JURNALZONE.ID – Pasangan ganda putra debutan, Raymond Indra dan Nikolaus Joaquin, sukses menciptakan kejutan besar dengan menjuarai Australia Open 2025. Dalam laga final bertajuk “Perang Saudara” di Sydney Olympic Park, Minggu (23/11) pagi WIB, Raymond/Joaquin menundukkan senior mereka, Fajar Alfian/Muhammad Shohibul Fikri, lewat pertarungan sengit rubber game dengan skor 22-20, 10-21, dan 21-18.
Prestasi ini menjadi catatan sejarah tersendiri bagi Raymond/Joaquin. Pasalnya, turnamen ini merupakan debut mereka di level BWF World Tour Super 500, namun mereka langsung mampu keluar sebagai kampiun dengan mengalahkan pasangan-pasangan unggulan.
Drama Deuce di Gim Pertama
Pertandingan dimulai dengan dominasi Fajar/Fikri yang langsung tampil menekan. Memanfaatkan pengembalian lawan yang menyangkut di net, mereka unggul 7-4 hingga menutup interval 11-8. Namun, Raymond/Joaquin perlahan bangkit usai jeda. Memanfaatkan kesalahan Fikri, mereka menyamakan kedudukan 14-14 dan bahkan berbalik unggul 15-14.
Ketegangan memuncak di poin-poin kritis. Skor sempat imbang 18-18 setelah sergapan Fikri gagal. Fajar/Fikri sempat memegang game point 20-19, namun Raymond/Joaquin memaksa deuce. Sebuah smes keras Joaquin yang gagal dikembalikan lawan akhirnya menutup gim pertama dengan kemenangan dramatis 22-20.
Fajar/Fikri Dominasi Gim Kedua
Memasuki gim kedua, Fajar/Fikri merespons kekalahan sebelumnya dengan permainan agresif. Smes-smes keras Fajar membawa mereka unggul 5-3 dan memimpin 11-8 saat interval. Raymond/Joaquin tampak kesulitan keluar dari tekanan dan kerap melakukan kesalahan sendiri.

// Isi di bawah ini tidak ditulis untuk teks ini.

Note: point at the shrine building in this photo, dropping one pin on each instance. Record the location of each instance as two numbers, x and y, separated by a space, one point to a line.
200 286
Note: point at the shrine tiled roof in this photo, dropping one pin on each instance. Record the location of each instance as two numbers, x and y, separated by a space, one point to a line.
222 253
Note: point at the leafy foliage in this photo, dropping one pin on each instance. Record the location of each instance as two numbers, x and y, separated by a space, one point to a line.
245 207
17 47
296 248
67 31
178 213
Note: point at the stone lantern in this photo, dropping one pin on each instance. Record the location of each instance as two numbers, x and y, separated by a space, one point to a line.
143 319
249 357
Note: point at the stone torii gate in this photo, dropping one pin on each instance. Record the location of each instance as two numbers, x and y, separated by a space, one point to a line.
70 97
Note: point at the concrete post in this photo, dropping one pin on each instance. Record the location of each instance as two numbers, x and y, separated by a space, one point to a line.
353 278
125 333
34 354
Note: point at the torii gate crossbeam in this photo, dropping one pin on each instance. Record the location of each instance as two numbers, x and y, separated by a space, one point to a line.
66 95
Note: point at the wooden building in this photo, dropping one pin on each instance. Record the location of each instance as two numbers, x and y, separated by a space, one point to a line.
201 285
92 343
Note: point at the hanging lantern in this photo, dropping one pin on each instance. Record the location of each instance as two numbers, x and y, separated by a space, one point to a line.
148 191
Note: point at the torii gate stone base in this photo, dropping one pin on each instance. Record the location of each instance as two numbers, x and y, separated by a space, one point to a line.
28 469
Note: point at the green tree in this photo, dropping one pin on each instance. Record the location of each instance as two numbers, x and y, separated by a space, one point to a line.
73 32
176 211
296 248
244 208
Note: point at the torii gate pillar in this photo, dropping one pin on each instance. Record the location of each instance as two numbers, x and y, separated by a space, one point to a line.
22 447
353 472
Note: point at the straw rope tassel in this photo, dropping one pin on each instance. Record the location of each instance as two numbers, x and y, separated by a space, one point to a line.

Selepas interval, Fajar/Fikri semakin tak terbendung. Mereka memperlebar jarak menjadi 14-9 hingga 16-9 memanfaatkan pengembalian Raymond yang menyangkut di net. Gim kedua pun berakhir cepat dengan skor telak 21-10 untuk kemenangan Fajar/Fikri setelah pengembalian Raymond melebar.
Pertahanan Solid di Gim Penentuan
Gim ketiga berlangsung ketat sejak awal. Sempat tertinggal 3-5, Fajar/Fikri menyamakan skor 5-5. Namun, Raymond/Joaquin tampil lebih tenang dan unggul tipis 11-10 di interval lewat permainan net silang Joaquin.
Usai jeda, Raymond/Joaquin menjauh 14-11 dan 16-11 berkat pertahanan solid yang sulit ditembus serta serangan smes tajam Raymond. Meski Fajar/Fikri sempat mendekat 16-18, Raymond/Joaquin tetap fokus. Pertandingan akhirnya dikunci dengan kemenangan 21-18 setelah smes Raymond gagal dikembalikan lawan, memastikan gelar juara dalam genggaman debutan muda ini.